Downy hair on a head.
Ali’s vision blurred and wavered. She moved a little to the side and the object resolved itself – couldn’t be undone now – as the top of a baby’s head. She took another step towards Fitz and the body of the baby appeared, shoulders wrapped in white and the rest hidden by a brown paper bag. The rusting blades of pruning saws and secateurs bristled behind its head, but the baby was unmarked, and perfectly still.
‘I was looking for matches,’ said Fitz.
The baby’s eyes were closed, but its open mouth was dry and flaking around the lips, and a horrible darkness brimmed inside. She waited for it to move.
‘I was just looking for matches.’
Ali pulled her eyes towards her friend.
‘For a fag,’ said Fitz.
‘C’mon!’ Ali grabbed her arm and propelled Fitz out of the tumble of shed and into the garden.
Then they were running back to the school in a kind of dreamtime, slow and heavy, and her throat ached. Sister Bernadette appeared suddenly on the path in front of them, from nowhere, and Fitz ran ahead to her, streaming words.
The nun took control – Fitz was to go on to the school and get help, Ali was to come back with her, show her the place.
They ran shoulder-to-shoulder along the Rosary Walk and plunged into the garden. When they reached the door of the shed, Ali stood aside to let Sister Bernadette go in on her own. There was a long silence, a gap in time, before the nun reappeared, her face distraught, the features pulling themselves apart. She thrust an old china cup at Ali’s stomach.
‘Get me some water,’ she said.
‘What?’
‘Go on.’
It wasn’t until Ali was at the tap that she realised what her errand was. If the nun wanted to baptise the baby, perhaps it was alive. She hurried back, holding the sloshing cup at arm’s length.
Sister Bernadette was waiting outside the shed, the child cradled in her arms.
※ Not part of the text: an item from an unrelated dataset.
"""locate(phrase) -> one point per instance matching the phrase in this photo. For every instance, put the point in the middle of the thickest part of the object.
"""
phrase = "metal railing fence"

As she shifted her hold to reach for the cup, Ali was sure the baby’s head moved.
‘Is it going to be all right?’
But the nun just glared at her, then bent her head close in to the baby’s, mumbling unsteady lines of prayer under her breath. She poured the water in a thin line over the child’s face. It didn’t flinch. Sudden tears fell from Bernadette’s eyes onto the baby’s still cheek, salt water following fresh. Ali noticed the baby was now wrapped in her own paisley-print scarf, and that her overnight bag was open on the ground.